All ADRs are in docs/adrs/.


Tech stack

Concern Technology
Runtime .NET 10 (SDK 10.0.102)
API ASP.NET Core Minimal API
Web UI Blazor Server (ASP.NET Core)
ORM EF Core 10, Npgsql
Background jobs .NET Worker Host (BackgroundService)
Message broker RabbitMQ 3 (optional, via RabbitMQ.Client)
Logging Serilog (structured, console sink)
Tracing OpenTelemetry (ActivitySource per pipeline step)
Testing xUnit, FluentAssertions, Testcontainers, BenchmarkDotNet
API docs OpenAPI 3.1 (/scalar)
Containers Docker, Docker Compose
Container Registry Azure Container Registry (ACR)
CI/CD GitHub Actions (OIDC, Workload Identity Federation)
Deployment target Azure Container Apps

Quick start

Prerequisites: .NET 10 SDK and Docker

1. Configure environment

Create a .env file in the project root (a template is provided):

# Required
POSTGRES_PASSWORD=<your-db-password>
RABBITMQ_PASSWORD=<your-rabbitmq-password>
CONNECTION_STRING=Host=postgres;Port=5432;Database=ingestor;Username=ingestor;Password=<your-db-password>

# Optional — defaults shown
POSTGRES_DB=ingestor
POSTGRES_USER=ingestor
RABBITMQ_USER=guest

2. Start all services

docker compose up

This starts PostgreSQL, RabbitMQ, the API, and the Worker.
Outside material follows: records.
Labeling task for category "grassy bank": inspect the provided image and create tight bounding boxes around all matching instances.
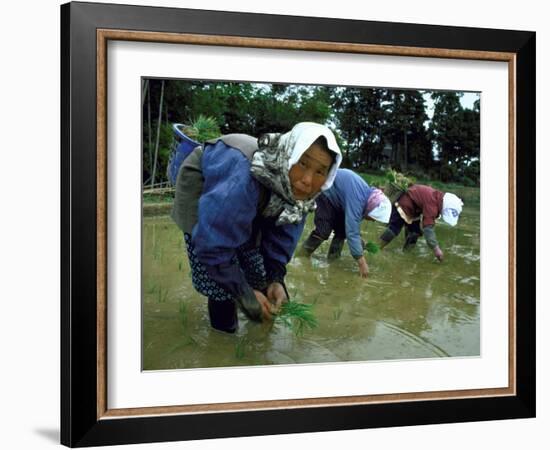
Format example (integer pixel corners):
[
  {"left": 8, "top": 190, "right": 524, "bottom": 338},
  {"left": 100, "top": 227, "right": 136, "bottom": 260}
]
[
  {"left": 142, "top": 172, "right": 480, "bottom": 216},
  {"left": 142, "top": 188, "right": 174, "bottom": 216},
  {"left": 359, "top": 171, "right": 480, "bottom": 206}
]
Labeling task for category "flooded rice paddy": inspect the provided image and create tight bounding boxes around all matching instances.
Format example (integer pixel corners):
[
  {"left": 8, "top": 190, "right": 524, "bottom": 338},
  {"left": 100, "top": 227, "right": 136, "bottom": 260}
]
[{"left": 142, "top": 206, "right": 480, "bottom": 370}]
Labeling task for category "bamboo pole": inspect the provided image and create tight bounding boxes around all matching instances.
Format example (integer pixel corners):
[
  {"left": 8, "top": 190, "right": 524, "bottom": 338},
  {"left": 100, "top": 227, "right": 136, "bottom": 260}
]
[
  {"left": 141, "top": 79, "right": 148, "bottom": 108},
  {"left": 151, "top": 80, "right": 165, "bottom": 187}
]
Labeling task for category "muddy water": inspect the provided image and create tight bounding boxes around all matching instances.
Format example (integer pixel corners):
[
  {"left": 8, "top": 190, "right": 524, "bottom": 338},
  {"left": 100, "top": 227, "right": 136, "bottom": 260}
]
[{"left": 142, "top": 206, "right": 479, "bottom": 370}]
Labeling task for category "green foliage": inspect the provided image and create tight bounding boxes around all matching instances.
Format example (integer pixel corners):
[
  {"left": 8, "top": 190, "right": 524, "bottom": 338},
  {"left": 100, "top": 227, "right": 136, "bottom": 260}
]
[
  {"left": 383, "top": 90, "right": 432, "bottom": 171},
  {"left": 275, "top": 300, "right": 318, "bottom": 336},
  {"left": 142, "top": 192, "right": 174, "bottom": 204},
  {"left": 142, "top": 121, "right": 174, "bottom": 185},
  {"left": 359, "top": 172, "right": 387, "bottom": 188},
  {"left": 359, "top": 170, "right": 479, "bottom": 204},
  {"left": 330, "top": 87, "right": 386, "bottom": 167},
  {"left": 462, "top": 160, "right": 480, "bottom": 187},
  {"left": 183, "top": 115, "right": 220, "bottom": 142},
  {"left": 429, "top": 91, "right": 480, "bottom": 183},
  {"left": 142, "top": 79, "right": 480, "bottom": 186}
]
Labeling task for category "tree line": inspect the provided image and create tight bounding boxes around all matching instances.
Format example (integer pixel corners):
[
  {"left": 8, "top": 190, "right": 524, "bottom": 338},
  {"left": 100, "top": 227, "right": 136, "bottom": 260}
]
[{"left": 142, "top": 79, "right": 480, "bottom": 187}]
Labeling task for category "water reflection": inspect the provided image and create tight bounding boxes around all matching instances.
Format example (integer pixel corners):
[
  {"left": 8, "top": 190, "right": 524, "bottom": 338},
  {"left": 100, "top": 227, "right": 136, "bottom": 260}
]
[{"left": 142, "top": 207, "right": 480, "bottom": 370}]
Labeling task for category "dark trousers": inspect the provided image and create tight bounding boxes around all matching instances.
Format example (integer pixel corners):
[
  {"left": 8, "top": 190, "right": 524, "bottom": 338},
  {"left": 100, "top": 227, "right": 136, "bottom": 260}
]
[
  {"left": 312, "top": 195, "right": 346, "bottom": 241},
  {"left": 385, "top": 206, "right": 422, "bottom": 248},
  {"left": 184, "top": 233, "right": 266, "bottom": 333},
  {"left": 302, "top": 195, "right": 347, "bottom": 259}
]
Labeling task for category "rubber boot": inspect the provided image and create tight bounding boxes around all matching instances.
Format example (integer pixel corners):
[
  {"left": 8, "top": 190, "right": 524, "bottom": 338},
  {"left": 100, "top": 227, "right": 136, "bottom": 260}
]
[
  {"left": 208, "top": 298, "right": 238, "bottom": 333},
  {"left": 379, "top": 228, "right": 396, "bottom": 249},
  {"left": 327, "top": 237, "right": 345, "bottom": 260},
  {"left": 403, "top": 230, "right": 420, "bottom": 251},
  {"left": 235, "top": 289, "right": 263, "bottom": 322},
  {"left": 300, "top": 232, "right": 325, "bottom": 256}
]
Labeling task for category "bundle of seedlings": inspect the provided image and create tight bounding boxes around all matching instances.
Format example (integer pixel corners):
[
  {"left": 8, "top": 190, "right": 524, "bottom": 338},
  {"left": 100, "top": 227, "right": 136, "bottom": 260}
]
[
  {"left": 183, "top": 115, "right": 221, "bottom": 142},
  {"left": 364, "top": 240, "right": 380, "bottom": 254},
  {"left": 274, "top": 299, "right": 318, "bottom": 336},
  {"left": 384, "top": 169, "right": 415, "bottom": 203}
]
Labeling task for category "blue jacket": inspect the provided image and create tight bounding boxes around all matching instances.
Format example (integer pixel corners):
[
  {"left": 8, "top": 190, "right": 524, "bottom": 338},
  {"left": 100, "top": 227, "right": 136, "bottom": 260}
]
[
  {"left": 321, "top": 169, "right": 375, "bottom": 258},
  {"left": 191, "top": 140, "right": 305, "bottom": 297}
]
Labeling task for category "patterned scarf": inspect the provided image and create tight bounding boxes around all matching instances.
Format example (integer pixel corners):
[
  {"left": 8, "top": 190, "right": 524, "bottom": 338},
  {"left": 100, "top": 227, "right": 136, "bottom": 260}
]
[{"left": 250, "top": 133, "right": 317, "bottom": 225}]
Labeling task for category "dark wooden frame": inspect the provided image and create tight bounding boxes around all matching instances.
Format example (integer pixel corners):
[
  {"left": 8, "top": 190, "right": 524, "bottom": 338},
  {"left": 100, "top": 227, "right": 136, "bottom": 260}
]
[{"left": 61, "top": 1, "right": 535, "bottom": 447}]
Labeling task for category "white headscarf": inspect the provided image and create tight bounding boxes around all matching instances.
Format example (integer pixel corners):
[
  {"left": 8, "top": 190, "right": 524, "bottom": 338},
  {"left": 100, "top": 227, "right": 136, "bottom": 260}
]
[
  {"left": 441, "top": 193, "right": 464, "bottom": 226},
  {"left": 283, "top": 122, "right": 342, "bottom": 191},
  {"left": 367, "top": 193, "right": 392, "bottom": 223},
  {"left": 250, "top": 122, "right": 342, "bottom": 225}
]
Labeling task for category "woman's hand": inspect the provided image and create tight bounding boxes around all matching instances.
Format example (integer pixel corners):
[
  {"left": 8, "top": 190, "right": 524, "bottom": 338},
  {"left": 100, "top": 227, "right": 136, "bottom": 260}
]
[
  {"left": 266, "top": 282, "right": 288, "bottom": 313},
  {"left": 433, "top": 246, "right": 444, "bottom": 262},
  {"left": 357, "top": 256, "right": 369, "bottom": 279},
  {"left": 253, "top": 290, "right": 274, "bottom": 321}
]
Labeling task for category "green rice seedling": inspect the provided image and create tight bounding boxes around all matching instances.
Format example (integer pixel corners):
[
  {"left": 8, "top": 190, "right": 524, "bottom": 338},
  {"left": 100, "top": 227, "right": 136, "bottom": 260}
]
[
  {"left": 157, "top": 286, "right": 169, "bottom": 303},
  {"left": 146, "top": 281, "right": 158, "bottom": 294},
  {"left": 178, "top": 302, "right": 188, "bottom": 330},
  {"left": 275, "top": 300, "right": 318, "bottom": 337},
  {"left": 178, "top": 260, "right": 183, "bottom": 271},
  {"left": 365, "top": 241, "right": 380, "bottom": 254},
  {"left": 384, "top": 169, "right": 415, "bottom": 203},
  {"left": 166, "top": 335, "right": 198, "bottom": 355},
  {"left": 183, "top": 115, "right": 221, "bottom": 142},
  {"left": 385, "top": 169, "right": 415, "bottom": 190},
  {"left": 153, "top": 245, "right": 163, "bottom": 262},
  {"left": 332, "top": 305, "right": 344, "bottom": 320},
  {"left": 234, "top": 337, "right": 247, "bottom": 359}
]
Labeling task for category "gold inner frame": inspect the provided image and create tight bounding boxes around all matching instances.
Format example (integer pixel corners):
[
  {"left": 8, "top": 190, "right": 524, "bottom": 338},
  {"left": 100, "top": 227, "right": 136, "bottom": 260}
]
[{"left": 96, "top": 29, "right": 517, "bottom": 420}]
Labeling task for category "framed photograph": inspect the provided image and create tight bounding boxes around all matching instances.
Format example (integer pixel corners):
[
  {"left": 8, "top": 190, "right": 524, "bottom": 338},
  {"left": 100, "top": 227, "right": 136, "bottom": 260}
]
[{"left": 61, "top": 1, "right": 535, "bottom": 447}]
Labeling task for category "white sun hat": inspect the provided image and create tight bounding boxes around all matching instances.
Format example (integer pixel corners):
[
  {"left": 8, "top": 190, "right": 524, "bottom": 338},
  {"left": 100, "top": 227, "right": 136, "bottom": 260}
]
[{"left": 441, "top": 193, "right": 464, "bottom": 226}]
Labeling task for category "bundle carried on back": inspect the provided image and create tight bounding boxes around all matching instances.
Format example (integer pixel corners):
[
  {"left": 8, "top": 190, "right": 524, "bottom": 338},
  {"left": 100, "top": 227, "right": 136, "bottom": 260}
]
[
  {"left": 384, "top": 169, "right": 415, "bottom": 203},
  {"left": 167, "top": 115, "right": 221, "bottom": 185},
  {"left": 182, "top": 115, "right": 221, "bottom": 143}
]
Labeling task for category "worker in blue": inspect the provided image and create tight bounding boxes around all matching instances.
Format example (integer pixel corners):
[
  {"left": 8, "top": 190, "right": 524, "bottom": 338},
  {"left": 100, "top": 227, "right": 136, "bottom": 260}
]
[
  {"left": 171, "top": 122, "right": 342, "bottom": 333},
  {"left": 300, "top": 168, "right": 391, "bottom": 278}
]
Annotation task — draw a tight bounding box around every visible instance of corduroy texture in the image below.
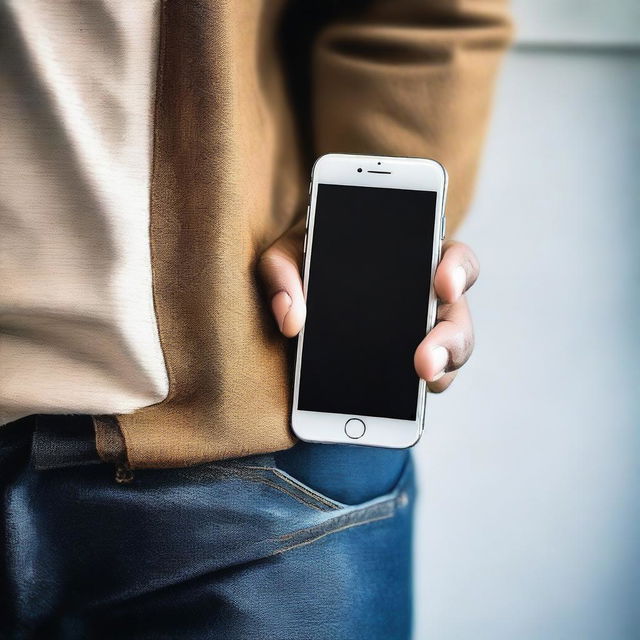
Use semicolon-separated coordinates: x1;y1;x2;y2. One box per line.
112;0;513;468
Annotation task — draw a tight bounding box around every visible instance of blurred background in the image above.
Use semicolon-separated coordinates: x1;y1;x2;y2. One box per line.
413;1;640;638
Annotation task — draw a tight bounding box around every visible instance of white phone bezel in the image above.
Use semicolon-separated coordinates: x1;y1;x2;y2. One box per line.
291;153;447;448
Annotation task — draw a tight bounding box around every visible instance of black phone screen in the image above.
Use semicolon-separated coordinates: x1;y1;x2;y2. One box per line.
297;183;437;421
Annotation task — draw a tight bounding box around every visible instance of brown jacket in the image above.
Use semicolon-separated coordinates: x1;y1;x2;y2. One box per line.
1;0;512;468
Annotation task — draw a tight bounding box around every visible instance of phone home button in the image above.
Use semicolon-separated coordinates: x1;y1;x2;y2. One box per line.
344;418;366;439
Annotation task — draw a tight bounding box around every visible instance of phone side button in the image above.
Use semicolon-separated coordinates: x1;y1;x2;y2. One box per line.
303;232;308;254
344;418;366;439
441;214;447;240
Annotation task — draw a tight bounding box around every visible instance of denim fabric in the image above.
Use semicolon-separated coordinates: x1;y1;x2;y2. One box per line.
1;420;415;639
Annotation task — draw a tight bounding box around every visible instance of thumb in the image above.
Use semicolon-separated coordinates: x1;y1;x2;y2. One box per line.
258;222;306;337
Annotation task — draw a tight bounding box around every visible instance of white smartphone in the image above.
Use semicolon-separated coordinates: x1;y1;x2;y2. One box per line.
291;153;447;448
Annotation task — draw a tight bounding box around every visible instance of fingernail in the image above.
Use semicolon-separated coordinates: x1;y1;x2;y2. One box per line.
271;290;292;333
453;266;466;300
429;346;449;381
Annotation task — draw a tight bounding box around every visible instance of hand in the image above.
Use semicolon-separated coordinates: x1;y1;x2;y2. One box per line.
258;226;478;393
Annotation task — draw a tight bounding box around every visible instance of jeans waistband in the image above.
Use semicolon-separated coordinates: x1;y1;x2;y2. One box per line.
30;414;101;470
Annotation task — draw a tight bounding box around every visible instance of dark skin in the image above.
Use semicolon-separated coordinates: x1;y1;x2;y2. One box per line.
259;223;479;392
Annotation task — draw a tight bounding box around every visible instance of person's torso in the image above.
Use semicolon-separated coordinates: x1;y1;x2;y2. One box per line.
1;0;306;466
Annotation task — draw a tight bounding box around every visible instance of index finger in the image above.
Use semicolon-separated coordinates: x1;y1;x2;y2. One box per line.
434;241;480;304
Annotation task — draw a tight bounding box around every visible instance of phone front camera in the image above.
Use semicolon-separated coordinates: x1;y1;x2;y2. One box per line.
357;168;362;173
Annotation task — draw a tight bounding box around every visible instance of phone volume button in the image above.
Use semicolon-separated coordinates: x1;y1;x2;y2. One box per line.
305;206;310;229
303;232;308;254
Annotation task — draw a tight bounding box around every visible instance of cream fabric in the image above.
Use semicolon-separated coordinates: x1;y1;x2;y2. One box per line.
0;0;168;424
The default docker-compose.yml uses the RabbitMQ strategy. To use the database strategy instead, set Dispatch__Strategy=Database on both api and worker services.

Service URL
Web UI http://localhost:8202
API http://localhost:8200
Interactive API docs http://localhost:8200/scalar
API health http://localhost:8200/health
Worker health http://localhost:8201/health
RabbitMQ Management UI http://localhost:15672

API endpoints

Method Endpoint Description
POST /api/imports Upload file and create job
GET /api/imports List jobs (filterable by status)
GET /api/imports/{id} Job detail with current status and batch progress
GET /api/imports/{id}/history Full audit trail
POST /api/imports/{id}/requeue Manually retry a failed job
GET /api/metrics/jobs Job counts by status
GET /api/metrics/processing Average duration and success rate

Testing

Project Scope Approach
Tests.Unit Parsers, validators, state machine, retry policy Pure unit tests, no I/O
Tests.Integration Full pipeline, batch import at scale, fault injection, stale-lock recovery Testcontainers (real PostgreSQL)
Tests.Architecture Layer dependency rules NetArchTest
Tests.Benchmarks DB queue vs. RabbitMQ throughput comparison BenchmarkDotNet
dotnet test Ingestor.slnx -c Release

Documentation


License

MIT